The authors note, that in the $\beta$-VAE, the $\beta$ factor effects the regularization term

\[ \mathbb{E}_{p_{data}(x)}[KL(q(x|z)||p(z))]=I(x;z)+KL(q(z)||p(z)) \]

This means that when penalizing this term, we force the $q(z)$ towards the prior $p(z)$, making the latent features conditionally independent and disentangled. But at the same time also penalize the mutual information $I(x;z)$, so we decrease the amount of information about $x$ carried in the latent vector $z$. The goal of the Factor VAE is to only penalize the second term.

Loss¶

The loss of the normal VAE is augmented with the Total Correlation:

\[ \frac{1}{N}\sum\limits_{i=1}^{N}\left[\mathbb{E}_{q(z|x^{(i)})}[\log p(x^{(i)}|z)]-D_{KL}(q(z|z^{(i)})||p(z)) \right]-\gamma D_{KL}(q(z)||\bar{q}(z)) \]

The first term is the same objective as in the standard VAE. The second term is known as the Total Correlation, which quantifies the mutual information in multivariate random variables. The total correlation is taken between…

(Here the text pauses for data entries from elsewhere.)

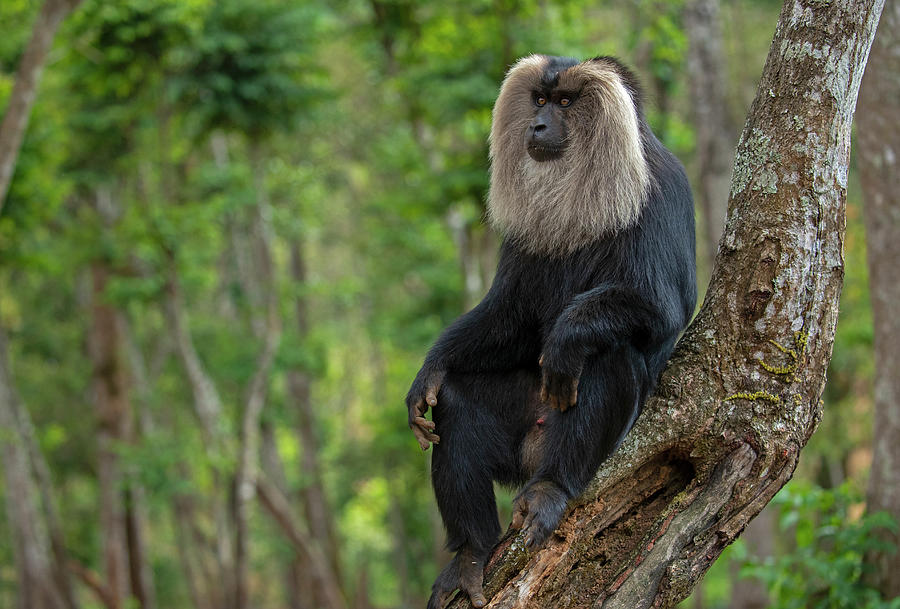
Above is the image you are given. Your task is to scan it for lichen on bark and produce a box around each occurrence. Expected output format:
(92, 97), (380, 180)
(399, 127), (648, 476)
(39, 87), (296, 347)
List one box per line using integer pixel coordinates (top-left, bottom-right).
(442, 0), (883, 609)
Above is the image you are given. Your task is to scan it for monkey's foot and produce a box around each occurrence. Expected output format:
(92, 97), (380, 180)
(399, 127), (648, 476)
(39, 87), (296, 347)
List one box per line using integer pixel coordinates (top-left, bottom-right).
(428, 549), (487, 609)
(512, 480), (567, 548)
(538, 355), (579, 412)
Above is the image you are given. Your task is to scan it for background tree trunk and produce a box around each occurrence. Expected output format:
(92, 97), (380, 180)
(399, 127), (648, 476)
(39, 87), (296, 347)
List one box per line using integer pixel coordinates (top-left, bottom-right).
(0, 327), (75, 609)
(0, 0), (81, 209)
(858, 0), (900, 598)
(451, 0), (883, 609)
(684, 0), (735, 276)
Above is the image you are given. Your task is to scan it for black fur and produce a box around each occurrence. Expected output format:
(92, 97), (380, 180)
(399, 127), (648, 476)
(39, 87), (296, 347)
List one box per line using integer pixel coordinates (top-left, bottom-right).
(407, 60), (696, 607)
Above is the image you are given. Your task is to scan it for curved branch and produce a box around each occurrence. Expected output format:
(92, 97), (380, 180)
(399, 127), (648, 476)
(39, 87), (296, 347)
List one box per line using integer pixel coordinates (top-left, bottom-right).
(450, 0), (883, 609)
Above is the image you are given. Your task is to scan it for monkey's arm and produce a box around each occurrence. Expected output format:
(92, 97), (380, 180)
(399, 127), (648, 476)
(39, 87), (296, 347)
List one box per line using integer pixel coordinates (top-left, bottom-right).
(406, 274), (540, 450)
(541, 284), (679, 410)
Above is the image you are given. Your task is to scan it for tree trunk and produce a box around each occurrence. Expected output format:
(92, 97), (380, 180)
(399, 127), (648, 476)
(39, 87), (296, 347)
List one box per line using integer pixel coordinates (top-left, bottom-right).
(0, 328), (75, 609)
(451, 0), (883, 609)
(88, 262), (131, 609)
(234, 146), (281, 609)
(858, 0), (900, 598)
(684, 0), (735, 276)
(256, 476), (347, 609)
(287, 239), (341, 581)
(0, 0), (81, 210)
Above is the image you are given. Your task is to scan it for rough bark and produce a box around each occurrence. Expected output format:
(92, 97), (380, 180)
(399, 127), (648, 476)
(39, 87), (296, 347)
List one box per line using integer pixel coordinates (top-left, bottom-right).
(684, 0), (736, 272)
(0, 0), (81, 210)
(88, 261), (132, 608)
(857, 0), (900, 598)
(451, 0), (883, 609)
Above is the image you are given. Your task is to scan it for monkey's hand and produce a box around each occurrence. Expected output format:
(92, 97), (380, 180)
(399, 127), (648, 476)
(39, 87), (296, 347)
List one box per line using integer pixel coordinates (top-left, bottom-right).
(406, 367), (446, 450)
(538, 353), (581, 412)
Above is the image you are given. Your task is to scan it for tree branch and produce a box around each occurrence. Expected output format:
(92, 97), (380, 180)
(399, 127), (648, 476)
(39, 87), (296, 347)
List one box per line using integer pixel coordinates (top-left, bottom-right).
(450, 0), (883, 609)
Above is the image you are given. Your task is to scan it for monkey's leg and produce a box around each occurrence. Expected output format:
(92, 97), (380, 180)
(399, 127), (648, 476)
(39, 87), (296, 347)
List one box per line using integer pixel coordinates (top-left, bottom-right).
(513, 347), (651, 547)
(428, 372), (537, 609)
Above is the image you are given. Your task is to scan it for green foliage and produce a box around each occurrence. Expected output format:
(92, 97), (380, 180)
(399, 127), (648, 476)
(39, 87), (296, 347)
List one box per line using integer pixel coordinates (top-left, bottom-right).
(174, 0), (325, 138)
(0, 0), (874, 608)
(742, 482), (900, 609)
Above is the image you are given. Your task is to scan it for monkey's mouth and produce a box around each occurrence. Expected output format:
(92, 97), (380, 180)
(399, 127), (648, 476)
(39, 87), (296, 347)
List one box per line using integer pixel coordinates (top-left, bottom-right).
(528, 144), (565, 163)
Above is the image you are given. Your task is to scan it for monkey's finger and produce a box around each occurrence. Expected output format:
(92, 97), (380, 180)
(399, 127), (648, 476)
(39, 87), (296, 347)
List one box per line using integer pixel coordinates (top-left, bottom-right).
(466, 582), (487, 608)
(415, 417), (434, 431)
(413, 427), (431, 450)
(510, 499), (528, 531)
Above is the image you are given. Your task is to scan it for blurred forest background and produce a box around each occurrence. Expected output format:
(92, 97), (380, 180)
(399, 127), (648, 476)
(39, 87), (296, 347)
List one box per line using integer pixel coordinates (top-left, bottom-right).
(0, 0), (898, 609)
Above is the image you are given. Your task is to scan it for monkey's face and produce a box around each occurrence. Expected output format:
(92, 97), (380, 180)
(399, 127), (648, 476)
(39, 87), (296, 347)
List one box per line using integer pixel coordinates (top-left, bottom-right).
(488, 55), (650, 252)
(525, 89), (577, 162)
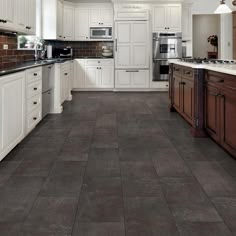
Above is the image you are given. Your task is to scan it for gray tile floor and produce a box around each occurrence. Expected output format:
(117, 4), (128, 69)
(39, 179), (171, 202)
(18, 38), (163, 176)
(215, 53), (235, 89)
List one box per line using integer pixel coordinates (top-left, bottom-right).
(0, 92), (236, 236)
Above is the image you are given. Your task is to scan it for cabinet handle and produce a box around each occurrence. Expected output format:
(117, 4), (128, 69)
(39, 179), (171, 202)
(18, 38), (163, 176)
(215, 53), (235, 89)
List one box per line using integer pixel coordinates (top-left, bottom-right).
(115, 39), (118, 52)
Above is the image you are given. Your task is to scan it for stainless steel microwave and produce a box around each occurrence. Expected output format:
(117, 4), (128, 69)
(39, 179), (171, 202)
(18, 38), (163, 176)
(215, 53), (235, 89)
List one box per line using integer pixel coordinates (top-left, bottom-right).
(90, 27), (112, 40)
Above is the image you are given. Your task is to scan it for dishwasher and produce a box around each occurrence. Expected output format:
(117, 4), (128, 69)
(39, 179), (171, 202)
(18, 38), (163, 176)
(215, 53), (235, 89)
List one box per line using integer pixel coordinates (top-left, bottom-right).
(42, 65), (53, 118)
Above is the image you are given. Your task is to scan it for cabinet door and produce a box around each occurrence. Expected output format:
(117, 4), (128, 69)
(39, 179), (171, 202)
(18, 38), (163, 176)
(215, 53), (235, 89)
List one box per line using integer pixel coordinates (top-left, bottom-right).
(132, 70), (149, 88)
(115, 70), (132, 88)
(15, 0), (27, 33)
(0, 0), (15, 29)
(57, 0), (63, 39)
(25, 0), (36, 35)
(74, 8), (89, 41)
(205, 85), (220, 141)
(166, 4), (182, 31)
(220, 92), (236, 156)
(182, 6), (192, 40)
(182, 78), (194, 123)
(73, 59), (85, 89)
(100, 66), (114, 88)
(131, 22), (149, 68)
(89, 8), (101, 27)
(173, 75), (181, 111)
(0, 73), (25, 160)
(115, 22), (132, 68)
(100, 8), (113, 27)
(85, 66), (99, 88)
(153, 5), (167, 31)
(63, 6), (74, 40)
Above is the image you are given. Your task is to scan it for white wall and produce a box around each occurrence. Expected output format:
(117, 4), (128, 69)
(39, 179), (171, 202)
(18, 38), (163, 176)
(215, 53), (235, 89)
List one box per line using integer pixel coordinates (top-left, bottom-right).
(193, 15), (220, 58)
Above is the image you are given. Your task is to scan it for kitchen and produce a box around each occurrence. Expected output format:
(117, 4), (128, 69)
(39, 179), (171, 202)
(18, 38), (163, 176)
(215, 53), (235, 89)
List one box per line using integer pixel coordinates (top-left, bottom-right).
(0, 0), (236, 236)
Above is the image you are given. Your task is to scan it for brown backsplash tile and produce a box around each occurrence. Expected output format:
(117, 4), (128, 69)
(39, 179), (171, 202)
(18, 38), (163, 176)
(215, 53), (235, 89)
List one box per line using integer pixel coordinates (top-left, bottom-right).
(0, 32), (34, 70)
(0, 32), (113, 70)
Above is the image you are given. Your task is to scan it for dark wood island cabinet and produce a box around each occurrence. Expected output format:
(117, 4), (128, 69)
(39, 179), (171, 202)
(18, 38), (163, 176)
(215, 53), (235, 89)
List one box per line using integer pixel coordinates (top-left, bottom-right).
(204, 71), (236, 157)
(170, 64), (206, 137)
(169, 64), (236, 158)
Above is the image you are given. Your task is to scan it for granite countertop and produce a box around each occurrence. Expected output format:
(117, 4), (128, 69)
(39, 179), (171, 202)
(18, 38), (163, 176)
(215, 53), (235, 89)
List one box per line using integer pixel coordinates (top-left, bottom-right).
(0, 58), (73, 76)
(168, 59), (236, 75)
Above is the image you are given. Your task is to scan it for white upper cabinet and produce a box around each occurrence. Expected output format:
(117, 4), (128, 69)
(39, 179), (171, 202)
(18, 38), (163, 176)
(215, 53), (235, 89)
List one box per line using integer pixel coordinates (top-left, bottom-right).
(115, 21), (149, 69)
(89, 8), (113, 27)
(152, 4), (182, 32)
(182, 5), (192, 40)
(15, 0), (36, 35)
(0, 0), (15, 30)
(42, 0), (63, 40)
(63, 6), (75, 40)
(25, 0), (36, 35)
(74, 8), (89, 41)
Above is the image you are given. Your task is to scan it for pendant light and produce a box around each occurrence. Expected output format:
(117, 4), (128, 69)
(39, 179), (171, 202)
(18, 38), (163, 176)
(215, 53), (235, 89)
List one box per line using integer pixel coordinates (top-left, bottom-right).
(214, 0), (232, 14)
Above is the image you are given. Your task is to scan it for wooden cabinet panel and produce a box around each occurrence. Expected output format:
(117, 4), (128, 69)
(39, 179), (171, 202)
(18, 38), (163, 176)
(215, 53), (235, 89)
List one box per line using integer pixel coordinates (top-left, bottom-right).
(220, 92), (236, 156)
(205, 86), (220, 141)
(182, 78), (194, 123)
(173, 75), (181, 111)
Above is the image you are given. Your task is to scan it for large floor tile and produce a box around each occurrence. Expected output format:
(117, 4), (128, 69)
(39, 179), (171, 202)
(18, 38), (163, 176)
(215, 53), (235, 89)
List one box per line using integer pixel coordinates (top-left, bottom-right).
(122, 178), (163, 198)
(76, 193), (124, 222)
(24, 197), (78, 233)
(161, 177), (209, 206)
(189, 162), (236, 197)
(178, 222), (233, 236)
(72, 222), (125, 236)
(124, 197), (172, 223)
(212, 197), (236, 235)
(151, 148), (192, 177)
(120, 161), (157, 179)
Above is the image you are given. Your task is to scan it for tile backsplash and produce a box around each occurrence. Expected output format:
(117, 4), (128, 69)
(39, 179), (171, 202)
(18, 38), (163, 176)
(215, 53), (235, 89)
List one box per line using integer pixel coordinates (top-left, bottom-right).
(46, 41), (113, 57)
(0, 33), (34, 69)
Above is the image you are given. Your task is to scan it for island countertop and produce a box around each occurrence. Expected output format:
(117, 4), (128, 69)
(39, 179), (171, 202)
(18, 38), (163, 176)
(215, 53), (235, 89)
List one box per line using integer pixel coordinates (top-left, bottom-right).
(168, 59), (236, 75)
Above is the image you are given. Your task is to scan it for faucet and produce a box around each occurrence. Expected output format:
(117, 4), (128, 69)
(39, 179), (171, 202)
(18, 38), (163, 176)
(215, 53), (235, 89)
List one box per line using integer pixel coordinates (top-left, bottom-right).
(34, 43), (39, 61)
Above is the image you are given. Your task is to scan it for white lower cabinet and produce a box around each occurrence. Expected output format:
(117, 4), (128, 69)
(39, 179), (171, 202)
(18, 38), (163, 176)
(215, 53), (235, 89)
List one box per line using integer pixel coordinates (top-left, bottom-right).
(0, 72), (25, 161)
(73, 59), (114, 90)
(115, 70), (149, 89)
(25, 67), (42, 134)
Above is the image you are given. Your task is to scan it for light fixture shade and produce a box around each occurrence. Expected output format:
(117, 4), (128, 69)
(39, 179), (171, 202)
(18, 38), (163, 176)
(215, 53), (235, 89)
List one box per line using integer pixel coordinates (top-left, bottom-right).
(214, 1), (232, 14)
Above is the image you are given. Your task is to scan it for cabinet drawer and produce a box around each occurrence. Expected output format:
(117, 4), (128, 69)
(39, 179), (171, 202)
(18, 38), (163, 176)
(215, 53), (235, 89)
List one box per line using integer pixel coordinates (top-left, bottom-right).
(85, 59), (114, 66)
(173, 65), (182, 76)
(26, 81), (42, 98)
(27, 93), (42, 114)
(26, 67), (42, 84)
(183, 68), (194, 79)
(26, 108), (42, 133)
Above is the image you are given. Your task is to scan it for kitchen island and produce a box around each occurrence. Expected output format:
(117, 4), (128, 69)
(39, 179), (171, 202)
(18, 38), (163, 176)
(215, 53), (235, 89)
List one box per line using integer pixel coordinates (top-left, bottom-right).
(169, 60), (236, 157)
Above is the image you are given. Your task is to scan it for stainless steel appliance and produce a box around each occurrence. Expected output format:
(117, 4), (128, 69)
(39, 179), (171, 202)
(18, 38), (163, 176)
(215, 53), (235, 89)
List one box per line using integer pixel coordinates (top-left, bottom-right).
(153, 32), (182, 82)
(90, 27), (112, 40)
(42, 65), (52, 118)
(180, 58), (236, 65)
(52, 47), (73, 58)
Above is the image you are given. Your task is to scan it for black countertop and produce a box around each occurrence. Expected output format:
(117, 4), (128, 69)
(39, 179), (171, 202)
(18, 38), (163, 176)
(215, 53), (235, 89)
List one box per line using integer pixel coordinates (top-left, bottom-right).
(0, 56), (113, 76)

$q(z)=\frac{1}{N}\sum\limits_{i=1}^{N}q(z|x^{(i)})$, the marginal posterior, or marginal latent data distribution.
$\bar{q}(z)=\prod\limits_{j=1}^{d}q(z_j)$, the product of the distributions over each latent unit. Low total correlation indicates independent and thus disentangled latent factors. Since the both distributions are intractable (Tractable Distribution), the [[Density-Ratio Trick]] from Master Wiki/Models/General Models/Generative Adversarial Network (GAN) is used:

$$

D_{KL}(q(z|z^{(i)})||p(z))\approx\mathbb{E}_{q(z)}\left[\log\frac{D(z)}{1-D(z)}\right]

$$ A discriminator $D$ is used to differentiate between samples from the marginal posterior and the factorized latent distribution. The density ration can then be used as an approximation for the total correlation.

Disentanglement Metric¶

The authors also note issues with the beta-VAE#Disentanglement metric:

It is sensitive to hyperparameter tuning.
The linear classifier could correspondences between latent factors and linear combinations of dimensions.
If $K-1$ factors are disentangled, the linear model will be able to predict the last factor as well, even though its not disentangled.

To circumvent these issues, the authors propose a modified version of this metric:

Choose latent feature $y$ randomly.
For batch of $L$ samples:
1. Sample set of latent feature vector $v_{l}$
2. Simulate $x_{l}\sim\text{Sim}(v_{l})$ and encode using $z_{1,l}=\mu(x_{l})=\mathbb{E}[q(z|x_{l})]$.
3. Normalize the vector by dividing by the global standard deviation
Take element-wise empirical variance.
Take dimension with lowest variance.

We now have a training point $(d^{*},k)$ to train a majority-vote classifier. The accuracy of this classifier is used as the metric.